US fans China flames as plans to protect intellectual property are announced

The US government has announced it will increase diplomatic pressure on countries thought to be behind cyber attacks and intellectual property theft on American organisations.

In an event discussing the policy, White House officials repeatedly cited the threat posed from China in language that intensifies the ongoing feud between the two superpowers. Most recently, a US security firm accused a military base in Shanghai of bombarding the States with cyber attacks, something China has strenuously denied, arguing that the US is in fact a major aggressor in attacks against China.

But Washington officials say they plan to work with like-minded governments to tackle offenders using trade restrictions and criminal prosecutions, in a bid to protect security infrastructure business innovation on home soil.

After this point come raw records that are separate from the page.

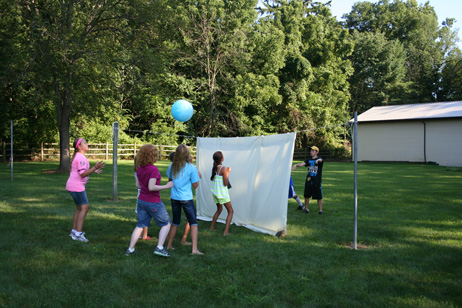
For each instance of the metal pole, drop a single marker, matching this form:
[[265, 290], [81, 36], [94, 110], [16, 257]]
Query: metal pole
[[11, 151], [355, 155], [115, 139]]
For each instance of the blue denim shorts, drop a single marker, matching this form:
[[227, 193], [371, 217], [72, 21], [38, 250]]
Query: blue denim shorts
[[80, 197], [148, 210], [188, 208]]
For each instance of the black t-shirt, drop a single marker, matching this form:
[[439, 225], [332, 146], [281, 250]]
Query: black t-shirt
[[314, 170]]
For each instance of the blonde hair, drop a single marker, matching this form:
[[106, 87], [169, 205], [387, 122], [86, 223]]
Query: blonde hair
[[74, 145], [147, 155], [180, 159]]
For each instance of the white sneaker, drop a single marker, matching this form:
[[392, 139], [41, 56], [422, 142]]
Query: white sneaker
[[81, 237], [73, 236]]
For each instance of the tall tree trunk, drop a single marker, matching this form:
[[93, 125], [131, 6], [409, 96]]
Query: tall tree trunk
[[63, 108]]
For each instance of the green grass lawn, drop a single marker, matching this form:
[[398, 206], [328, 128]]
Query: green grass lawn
[[409, 234]]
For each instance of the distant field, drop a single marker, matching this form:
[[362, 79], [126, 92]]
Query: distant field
[[409, 234]]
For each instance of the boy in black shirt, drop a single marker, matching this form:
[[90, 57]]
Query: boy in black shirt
[[313, 187]]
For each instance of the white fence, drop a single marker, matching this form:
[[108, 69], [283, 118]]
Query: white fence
[[50, 151]]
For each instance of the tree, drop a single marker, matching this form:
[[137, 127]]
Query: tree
[[379, 71], [206, 47], [314, 79], [73, 47], [416, 27]]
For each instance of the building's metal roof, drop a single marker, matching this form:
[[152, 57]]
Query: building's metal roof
[[412, 112]]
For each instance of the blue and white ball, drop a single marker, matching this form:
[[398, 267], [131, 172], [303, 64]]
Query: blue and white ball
[[182, 110]]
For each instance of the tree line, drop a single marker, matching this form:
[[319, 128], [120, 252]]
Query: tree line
[[70, 68]]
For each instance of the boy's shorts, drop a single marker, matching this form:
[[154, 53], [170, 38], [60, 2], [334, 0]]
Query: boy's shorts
[[80, 197], [221, 200], [148, 210], [313, 190]]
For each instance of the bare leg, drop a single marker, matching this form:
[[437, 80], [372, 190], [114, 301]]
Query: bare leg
[[135, 236], [215, 216], [194, 233], [81, 214], [74, 219], [164, 231], [145, 233], [307, 202], [320, 205], [229, 218], [171, 235], [185, 235]]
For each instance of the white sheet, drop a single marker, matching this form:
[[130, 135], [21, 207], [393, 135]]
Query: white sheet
[[260, 174]]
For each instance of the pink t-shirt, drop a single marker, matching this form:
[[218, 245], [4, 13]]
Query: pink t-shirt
[[145, 173], [76, 183]]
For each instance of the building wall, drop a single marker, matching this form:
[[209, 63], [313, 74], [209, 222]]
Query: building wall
[[404, 141], [444, 142], [391, 141]]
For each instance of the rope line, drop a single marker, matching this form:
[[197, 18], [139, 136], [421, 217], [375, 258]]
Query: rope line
[[186, 136], [324, 127], [153, 133]]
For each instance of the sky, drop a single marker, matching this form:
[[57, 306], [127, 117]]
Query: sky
[[443, 9]]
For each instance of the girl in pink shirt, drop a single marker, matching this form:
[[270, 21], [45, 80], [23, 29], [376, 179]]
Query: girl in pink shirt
[[80, 170]]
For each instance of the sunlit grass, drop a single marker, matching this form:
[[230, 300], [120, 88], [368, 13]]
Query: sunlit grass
[[409, 239]]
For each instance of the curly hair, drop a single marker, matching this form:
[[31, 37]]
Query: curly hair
[[147, 155], [182, 156]]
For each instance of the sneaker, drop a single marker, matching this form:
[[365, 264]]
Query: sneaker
[[129, 253], [161, 252], [73, 236], [81, 237]]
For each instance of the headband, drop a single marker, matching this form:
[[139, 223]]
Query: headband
[[78, 143]]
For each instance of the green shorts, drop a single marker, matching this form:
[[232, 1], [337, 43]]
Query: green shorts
[[221, 200]]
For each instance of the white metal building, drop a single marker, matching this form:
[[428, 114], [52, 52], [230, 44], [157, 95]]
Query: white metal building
[[430, 132]]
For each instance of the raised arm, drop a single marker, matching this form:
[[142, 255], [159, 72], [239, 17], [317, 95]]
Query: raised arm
[[96, 168], [152, 185], [298, 165]]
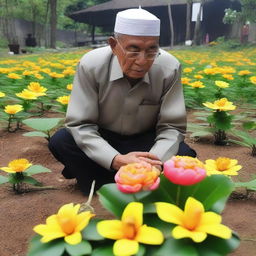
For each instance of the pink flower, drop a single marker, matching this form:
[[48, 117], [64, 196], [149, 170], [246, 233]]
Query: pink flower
[[134, 177], [184, 170]]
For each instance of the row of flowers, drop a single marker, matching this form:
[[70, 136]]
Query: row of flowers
[[169, 213]]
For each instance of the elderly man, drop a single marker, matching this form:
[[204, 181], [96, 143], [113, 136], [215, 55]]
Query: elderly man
[[126, 105]]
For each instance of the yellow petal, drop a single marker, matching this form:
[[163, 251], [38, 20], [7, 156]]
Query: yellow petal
[[180, 232], [134, 210], [149, 235], [210, 218], [218, 230], [169, 213], [7, 169], [125, 247], [112, 229], [74, 238]]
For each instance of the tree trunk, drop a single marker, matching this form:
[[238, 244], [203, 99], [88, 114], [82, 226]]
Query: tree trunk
[[171, 24], [188, 20], [197, 32], [53, 23]]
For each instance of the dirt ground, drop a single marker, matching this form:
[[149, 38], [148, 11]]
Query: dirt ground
[[20, 213]]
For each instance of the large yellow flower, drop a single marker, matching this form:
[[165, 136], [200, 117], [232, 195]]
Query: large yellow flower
[[17, 165], [129, 231], [27, 95], [222, 165], [13, 109], [36, 88], [221, 84], [193, 222], [66, 223], [63, 99], [222, 105]]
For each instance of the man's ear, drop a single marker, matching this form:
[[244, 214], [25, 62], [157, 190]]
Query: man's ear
[[112, 42]]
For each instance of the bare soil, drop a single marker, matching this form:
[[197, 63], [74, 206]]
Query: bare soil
[[20, 213]]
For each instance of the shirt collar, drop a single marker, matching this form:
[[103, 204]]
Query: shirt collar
[[117, 73]]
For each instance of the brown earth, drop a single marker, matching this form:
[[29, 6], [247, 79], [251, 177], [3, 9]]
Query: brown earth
[[20, 213]]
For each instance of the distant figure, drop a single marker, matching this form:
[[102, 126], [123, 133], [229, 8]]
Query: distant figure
[[30, 41], [245, 34]]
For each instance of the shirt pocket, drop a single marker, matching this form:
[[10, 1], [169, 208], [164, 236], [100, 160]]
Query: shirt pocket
[[147, 116]]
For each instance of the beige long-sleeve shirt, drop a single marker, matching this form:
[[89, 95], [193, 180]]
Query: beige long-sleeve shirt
[[102, 97]]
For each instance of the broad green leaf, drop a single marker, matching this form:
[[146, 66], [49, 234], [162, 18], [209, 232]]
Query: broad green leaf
[[113, 199], [90, 232], [249, 185], [3, 179], [42, 124], [53, 248], [83, 248], [32, 181], [35, 169], [35, 134]]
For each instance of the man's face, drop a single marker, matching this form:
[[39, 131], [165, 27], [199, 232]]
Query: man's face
[[135, 54]]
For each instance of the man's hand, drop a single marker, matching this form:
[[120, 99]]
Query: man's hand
[[135, 157]]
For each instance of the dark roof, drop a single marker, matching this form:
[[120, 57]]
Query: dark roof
[[110, 8]]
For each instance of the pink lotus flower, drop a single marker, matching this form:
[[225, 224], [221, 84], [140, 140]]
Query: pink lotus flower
[[184, 170], [134, 177]]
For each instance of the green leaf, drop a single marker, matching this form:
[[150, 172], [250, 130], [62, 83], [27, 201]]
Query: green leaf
[[32, 181], [42, 124], [249, 185], [90, 232], [53, 248], [83, 248], [3, 179], [35, 169], [103, 251], [113, 199], [35, 134]]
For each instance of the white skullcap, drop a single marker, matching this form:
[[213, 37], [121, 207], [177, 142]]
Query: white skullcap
[[137, 22]]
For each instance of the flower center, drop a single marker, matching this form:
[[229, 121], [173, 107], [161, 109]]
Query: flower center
[[129, 228], [222, 163], [67, 225]]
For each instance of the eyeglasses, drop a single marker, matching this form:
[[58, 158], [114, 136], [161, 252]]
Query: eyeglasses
[[150, 55]]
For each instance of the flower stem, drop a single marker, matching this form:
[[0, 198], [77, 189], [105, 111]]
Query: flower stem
[[178, 195]]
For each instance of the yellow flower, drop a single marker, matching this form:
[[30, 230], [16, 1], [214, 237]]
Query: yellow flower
[[187, 70], [198, 76], [14, 76], [17, 165], [129, 231], [222, 165], [63, 99], [197, 84], [27, 95], [193, 222], [222, 84], [185, 80], [66, 223], [70, 87], [13, 109], [253, 79], [37, 89], [228, 76], [221, 105], [244, 73]]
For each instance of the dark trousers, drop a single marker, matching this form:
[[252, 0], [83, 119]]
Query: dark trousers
[[78, 165]]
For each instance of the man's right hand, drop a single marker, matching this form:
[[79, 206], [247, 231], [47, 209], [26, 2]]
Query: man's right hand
[[135, 157]]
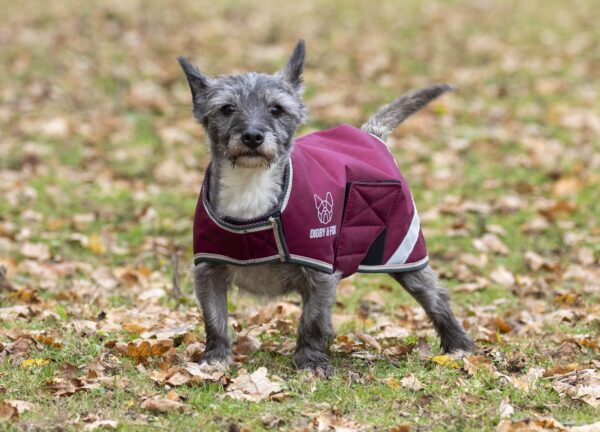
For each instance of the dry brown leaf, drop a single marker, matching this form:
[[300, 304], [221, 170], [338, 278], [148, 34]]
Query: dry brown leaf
[[502, 277], [506, 409], [369, 341], [491, 243], [8, 412], [246, 345], [253, 387], [163, 406], [101, 424], [582, 385], [21, 406], [411, 382]]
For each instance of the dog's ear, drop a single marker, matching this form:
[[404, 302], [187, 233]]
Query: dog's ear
[[318, 201], [292, 71], [197, 81]]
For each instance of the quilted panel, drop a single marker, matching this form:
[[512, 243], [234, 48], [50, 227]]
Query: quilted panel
[[367, 212]]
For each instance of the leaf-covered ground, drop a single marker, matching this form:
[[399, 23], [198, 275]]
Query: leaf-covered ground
[[100, 166]]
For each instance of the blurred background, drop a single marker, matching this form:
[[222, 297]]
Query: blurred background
[[101, 160]]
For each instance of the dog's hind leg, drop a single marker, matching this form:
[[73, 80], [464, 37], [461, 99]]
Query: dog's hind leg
[[424, 286], [315, 330], [211, 282]]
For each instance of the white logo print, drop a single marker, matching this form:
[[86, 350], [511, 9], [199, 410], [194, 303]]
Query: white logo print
[[324, 208]]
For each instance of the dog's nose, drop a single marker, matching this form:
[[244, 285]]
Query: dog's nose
[[253, 138]]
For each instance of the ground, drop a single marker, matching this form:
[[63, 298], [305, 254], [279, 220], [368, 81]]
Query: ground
[[101, 163]]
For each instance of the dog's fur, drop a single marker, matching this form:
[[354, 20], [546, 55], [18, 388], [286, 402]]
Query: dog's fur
[[246, 181]]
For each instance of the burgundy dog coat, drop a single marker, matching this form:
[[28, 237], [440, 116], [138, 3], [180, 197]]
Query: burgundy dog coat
[[344, 206]]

“A hacker in China can acquire source code from a software company in Virginia without leaving his or her desk,” Attorney General Eric Holder Jr. said. “With a few keystrokes, a terminated or simply unhappy employee of a defence contractor can misappropriate designs, processes and formulas worth billions of dollars.”

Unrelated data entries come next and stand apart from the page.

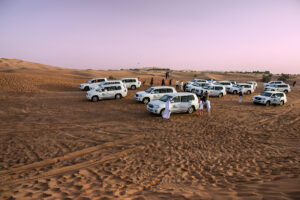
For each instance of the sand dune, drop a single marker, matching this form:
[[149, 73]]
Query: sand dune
[[57, 145]]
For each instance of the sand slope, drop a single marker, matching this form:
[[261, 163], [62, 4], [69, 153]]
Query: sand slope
[[57, 145]]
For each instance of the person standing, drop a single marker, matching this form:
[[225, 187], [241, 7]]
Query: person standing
[[240, 95], [201, 105], [167, 112], [208, 106]]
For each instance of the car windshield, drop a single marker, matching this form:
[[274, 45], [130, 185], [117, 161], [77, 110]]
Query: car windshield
[[165, 98], [266, 94], [149, 90]]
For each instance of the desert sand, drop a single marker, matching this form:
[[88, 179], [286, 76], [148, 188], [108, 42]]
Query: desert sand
[[57, 145]]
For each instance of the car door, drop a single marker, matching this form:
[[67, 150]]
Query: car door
[[175, 104]]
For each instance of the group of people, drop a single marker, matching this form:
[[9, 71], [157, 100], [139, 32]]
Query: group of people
[[203, 102]]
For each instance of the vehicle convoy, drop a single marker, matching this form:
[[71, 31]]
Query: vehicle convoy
[[154, 93], [196, 81], [279, 87], [270, 97], [248, 88], [106, 83], [86, 86], [131, 83], [213, 90], [194, 86], [115, 91], [273, 83], [180, 103], [253, 83]]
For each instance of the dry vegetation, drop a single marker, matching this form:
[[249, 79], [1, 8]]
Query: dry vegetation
[[56, 145]]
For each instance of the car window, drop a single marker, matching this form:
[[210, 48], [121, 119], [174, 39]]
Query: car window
[[185, 99], [169, 90]]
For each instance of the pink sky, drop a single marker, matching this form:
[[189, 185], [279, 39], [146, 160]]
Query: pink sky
[[225, 35]]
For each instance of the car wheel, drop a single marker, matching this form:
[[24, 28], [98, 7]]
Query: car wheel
[[191, 110], [146, 100], [162, 112], [118, 96], [281, 103], [95, 99]]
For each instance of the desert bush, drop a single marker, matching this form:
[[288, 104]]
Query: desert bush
[[111, 77], [267, 78], [284, 77]]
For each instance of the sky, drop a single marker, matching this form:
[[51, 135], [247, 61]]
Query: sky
[[220, 35]]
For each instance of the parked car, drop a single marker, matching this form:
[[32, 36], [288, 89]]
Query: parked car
[[248, 89], [213, 90], [279, 87], [253, 83], [270, 97], [180, 103], [273, 83], [154, 93], [90, 83], [106, 83], [192, 87], [196, 81], [116, 91], [131, 83]]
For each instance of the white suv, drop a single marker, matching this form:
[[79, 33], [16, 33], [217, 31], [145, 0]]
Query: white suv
[[107, 83], [248, 88], [154, 93], [192, 88], [131, 83], [107, 92], [180, 103], [270, 97], [213, 90], [273, 83], [279, 87], [86, 86]]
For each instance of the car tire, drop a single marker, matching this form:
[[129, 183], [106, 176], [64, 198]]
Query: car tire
[[190, 110], [146, 100], [162, 112], [281, 103], [118, 96], [133, 87], [95, 99]]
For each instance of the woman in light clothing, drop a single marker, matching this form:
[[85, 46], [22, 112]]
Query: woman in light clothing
[[167, 111], [208, 106]]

Robert Hormats, undersecretary of state for economic growth, energy and the environment, added, “Our message is quite clear: The protection of intellectual property and trade secrets is critical to all intellectual property rights holders, whether they be from the United States or whether they be from Chinese companies or other companies around the world.”

"We have repeatedly raised our concerns about trade secret theft by any means at the highest levels with senior Chinese officials and we will continue to do so," said Hormats, who also identified Russia and India as countries active in stealing intellectual property.

In addition to planning a defence of its IP and digital infrastructure, the US is also thought to be on the offensive in the cyber sphere. Earlier this month, a legal review gave President Obama the license to launch pre-emptive digital attacks on groups and nations deemed an imminent cyber threat, while US arms dealers have been working closely with the Pentagon to bolster America's cyber weaponry.